I'm glad then. I am trying to move forward, I really am. Definitely. I have learned from all my mistakes over the last few years with this girl so I am not making any of those mistakes with any of the girls in my life now.

No more needy, clingy, obsessed, childish, jealous etc. I wish just I could do all this with the girl. Anyway I have learned a lot.
Original post by Ursin
people can be so ****ing inconsiderate, here is a guy who actually seems to be suffering from anxiety and all you can do is mock him, just stop it. OP, I don't know what to offer in terms of advice but it will get better! you will get there!


Thanks for that. Yeah I really hope so. Sooner rather than later. I just am filled with regret because I know it's my fault that this happened. If only I controlled my emotions better etc, maybe this would not happen (the way it did). But I can't go back in time, I just have to live with it.

Original post by iKiss.
Kill her


No.
Original post by believeteam22
I'm glad then. I am trying to move forward, I really am. Definitely. I have learned from all my mistakes over the last few years with this girl so I am not making any of those mistakes with any of the girls in my life now.
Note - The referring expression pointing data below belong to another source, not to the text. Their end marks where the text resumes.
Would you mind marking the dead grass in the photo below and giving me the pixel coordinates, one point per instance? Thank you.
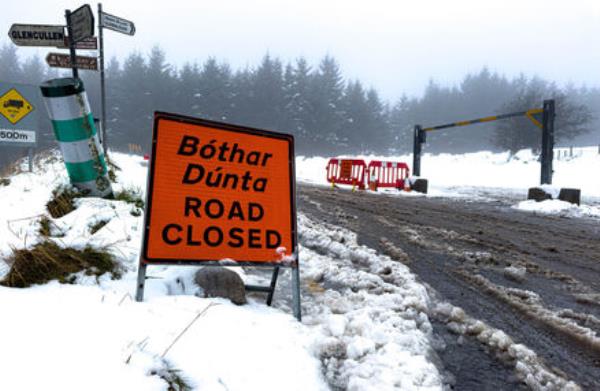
(98, 226)
(47, 261)
(45, 227)
(131, 197)
(62, 201)
(172, 376)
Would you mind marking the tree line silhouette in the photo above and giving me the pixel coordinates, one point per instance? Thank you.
(327, 114)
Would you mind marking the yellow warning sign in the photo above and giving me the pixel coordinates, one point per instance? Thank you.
(14, 107)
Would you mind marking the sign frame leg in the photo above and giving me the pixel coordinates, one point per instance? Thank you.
(296, 301)
(30, 158)
(141, 282)
(272, 286)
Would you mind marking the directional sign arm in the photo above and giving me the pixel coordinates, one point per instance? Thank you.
(117, 24)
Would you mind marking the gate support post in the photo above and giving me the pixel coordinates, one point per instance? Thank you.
(547, 141)
(418, 140)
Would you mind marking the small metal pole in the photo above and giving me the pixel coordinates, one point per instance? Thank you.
(547, 141)
(141, 281)
(71, 45)
(417, 151)
(272, 286)
(296, 291)
(102, 80)
(30, 156)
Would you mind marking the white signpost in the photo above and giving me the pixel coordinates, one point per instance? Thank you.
(37, 35)
(82, 23)
(119, 25)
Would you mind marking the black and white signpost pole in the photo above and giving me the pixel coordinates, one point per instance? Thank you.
(72, 52)
(102, 85)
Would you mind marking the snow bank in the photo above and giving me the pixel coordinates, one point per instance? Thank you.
(93, 336)
(558, 208)
(365, 328)
(376, 334)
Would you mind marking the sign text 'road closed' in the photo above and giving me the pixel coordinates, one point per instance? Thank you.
(219, 191)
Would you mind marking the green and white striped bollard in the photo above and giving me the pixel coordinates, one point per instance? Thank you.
(73, 123)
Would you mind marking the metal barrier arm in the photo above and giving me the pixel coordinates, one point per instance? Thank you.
(547, 114)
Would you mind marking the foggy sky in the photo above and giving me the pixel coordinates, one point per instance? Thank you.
(394, 46)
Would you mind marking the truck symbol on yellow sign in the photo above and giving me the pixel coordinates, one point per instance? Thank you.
(14, 107)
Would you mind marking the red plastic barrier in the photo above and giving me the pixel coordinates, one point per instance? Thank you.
(387, 174)
(347, 172)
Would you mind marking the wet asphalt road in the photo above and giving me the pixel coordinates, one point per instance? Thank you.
(450, 240)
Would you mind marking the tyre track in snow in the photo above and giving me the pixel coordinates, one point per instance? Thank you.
(447, 240)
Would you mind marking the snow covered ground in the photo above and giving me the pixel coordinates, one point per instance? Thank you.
(487, 175)
(363, 330)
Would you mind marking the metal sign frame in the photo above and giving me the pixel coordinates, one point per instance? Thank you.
(547, 125)
(145, 261)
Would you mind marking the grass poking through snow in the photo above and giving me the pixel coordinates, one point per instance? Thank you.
(47, 261)
(62, 201)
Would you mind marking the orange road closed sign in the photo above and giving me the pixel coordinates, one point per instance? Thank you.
(219, 191)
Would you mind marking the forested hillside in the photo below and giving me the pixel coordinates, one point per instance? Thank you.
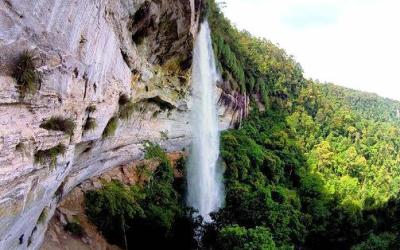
(319, 169)
(313, 166)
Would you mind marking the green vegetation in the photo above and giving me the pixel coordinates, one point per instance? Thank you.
(151, 215)
(111, 127)
(92, 108)
(44, 156)
(66, 125)
(43, 216)
(240, 238)
(318, 169)
(90, 124)
(27, 76)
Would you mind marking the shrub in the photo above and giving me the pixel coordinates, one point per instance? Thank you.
(240, 238)
(126, 110)
(110, 207)
(164, 135)
(42, 156)
(74, 228)
(66, 125)
(43, 216)
(90, 124)
(92, 108)
(26, 74)
(20, 147)
(154, 151)
(111, 127)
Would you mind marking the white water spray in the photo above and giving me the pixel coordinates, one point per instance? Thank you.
(205, 188)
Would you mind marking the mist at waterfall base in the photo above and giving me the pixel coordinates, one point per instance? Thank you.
(204, 175)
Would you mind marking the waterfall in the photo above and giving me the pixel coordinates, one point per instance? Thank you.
(204, 177)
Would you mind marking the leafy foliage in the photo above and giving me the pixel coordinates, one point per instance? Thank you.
(90, 124)
(27, 76)
(152, 215)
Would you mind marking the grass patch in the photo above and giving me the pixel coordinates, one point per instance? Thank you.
(66, 125)
(43, 156)
(90, 124)
(26, 74)
(74, 228)
(111, 127)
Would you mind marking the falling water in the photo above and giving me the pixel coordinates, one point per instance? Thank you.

No more needy, clingy, obsessed, childish, jealous etc. I wish just I could do all this with the girl. Anyway I have learned a lot.


Stop wishing to do it with her, it won't happen. These constant wishes and desires based around this girl will only continue your issue of stagnancy. I know you can't really stop it, but i think saying it overtly only shows how much your really want to move on from the situation.
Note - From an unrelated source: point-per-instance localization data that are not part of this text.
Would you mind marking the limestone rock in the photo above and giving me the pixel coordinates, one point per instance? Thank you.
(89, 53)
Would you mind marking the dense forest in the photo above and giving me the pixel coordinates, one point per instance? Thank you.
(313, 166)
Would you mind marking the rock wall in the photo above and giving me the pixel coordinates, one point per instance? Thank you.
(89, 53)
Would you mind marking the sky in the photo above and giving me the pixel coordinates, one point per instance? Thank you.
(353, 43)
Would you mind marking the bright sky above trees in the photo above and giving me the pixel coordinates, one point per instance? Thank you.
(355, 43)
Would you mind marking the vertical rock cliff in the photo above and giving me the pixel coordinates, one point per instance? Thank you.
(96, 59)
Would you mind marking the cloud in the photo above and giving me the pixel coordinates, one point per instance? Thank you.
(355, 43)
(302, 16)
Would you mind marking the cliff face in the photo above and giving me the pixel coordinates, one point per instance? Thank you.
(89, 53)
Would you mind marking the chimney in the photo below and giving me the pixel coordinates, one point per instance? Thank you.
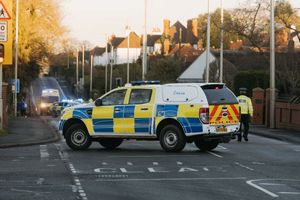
(166, 27)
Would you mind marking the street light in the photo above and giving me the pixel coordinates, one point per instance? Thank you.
(16, 56)
(106, 52)
(82, 66)
(91, 73)
(128, 31)
(272, 68)
(221, 45)
(207, 43)
(77, 65)
(144, 70)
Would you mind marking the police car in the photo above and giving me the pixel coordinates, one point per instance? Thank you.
(174, 114)
(57, 107)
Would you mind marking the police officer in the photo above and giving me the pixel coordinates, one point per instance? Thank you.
(246, 110)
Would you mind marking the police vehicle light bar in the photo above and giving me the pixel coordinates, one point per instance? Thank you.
(145, 83)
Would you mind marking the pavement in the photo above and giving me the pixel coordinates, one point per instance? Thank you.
(35, 130)
(28, 131)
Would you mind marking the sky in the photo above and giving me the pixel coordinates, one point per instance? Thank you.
(95, 20)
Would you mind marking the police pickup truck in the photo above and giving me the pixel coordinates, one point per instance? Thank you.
(175, 114)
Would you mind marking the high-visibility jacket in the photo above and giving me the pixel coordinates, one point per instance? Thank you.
(245, 105)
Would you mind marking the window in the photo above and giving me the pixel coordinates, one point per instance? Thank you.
(219, 94)
(140, 96)
(114, 98)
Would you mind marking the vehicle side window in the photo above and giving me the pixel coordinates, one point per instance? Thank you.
(114, 98)
(140, 96)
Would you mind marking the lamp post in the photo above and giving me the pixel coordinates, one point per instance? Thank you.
(221, 45)
(272, 68)
(128, 31)
(207, 43)
(16, 56)
(144, 70)
(106, 52)
(91, 73)
(77, 65)
(111, 66)
(82, 66)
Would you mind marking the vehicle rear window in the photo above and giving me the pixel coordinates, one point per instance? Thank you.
(140, 96)
(219, 94)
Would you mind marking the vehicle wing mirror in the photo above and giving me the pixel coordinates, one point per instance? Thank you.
(98, 102)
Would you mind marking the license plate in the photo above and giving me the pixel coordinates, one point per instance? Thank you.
(221, 129)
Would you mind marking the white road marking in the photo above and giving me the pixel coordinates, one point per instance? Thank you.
(214, 154)
(250, 182)
(205, 169)
(244, 166)
(258, 163)
(158, 156)
(40, 181)
(289, 193)
(179, 163)
(77, 187)
(169, 179)
(271, 184)
(44, 152)
(221, 147)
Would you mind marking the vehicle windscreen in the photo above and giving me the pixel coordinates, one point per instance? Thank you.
(49, 99)
(219, 94)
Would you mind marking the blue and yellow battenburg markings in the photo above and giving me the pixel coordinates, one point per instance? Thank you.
(134, 118)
If she the girl that put you through so much texted you tonight, would you respond?
Original post by tailred
Stop wishing to do it with her, it won't happen. These constant wishes and desires based around this girl will only continue your issue of stagnancy. I know you can't really stop it, but i think saying it overtly only shows how much your really want to move on from the situation.

If she the girl that put you through so much texted you tonight, would you respond?


But it's normal, right? But it will reduce over time and I hope these thoughts stop.

To be honest, I would not respond. Not for a few days at least. It depends on what exactly she said. But I don't think I would respond. Her last message to me really hit me hard and I can't forget it so quickly. But she will never ever message me so no need to think about it anymore.

I just went through my phone today, deleting every note with her name on it, deleted every pic of her, any photos relating to her, anything reminding me of her.

I also have a problem with music. I have like 200 songs on my iphone and more than 3/4 of them I have been listening to during the past 2.5yrs and so many of them bring back memories of her, it's a weird thing but I can related a song/ or even the lyrics to a particular moment, memory or a place and it makes me sad to be honest. I guess I need to completely do an overhaul on the songs from my phone.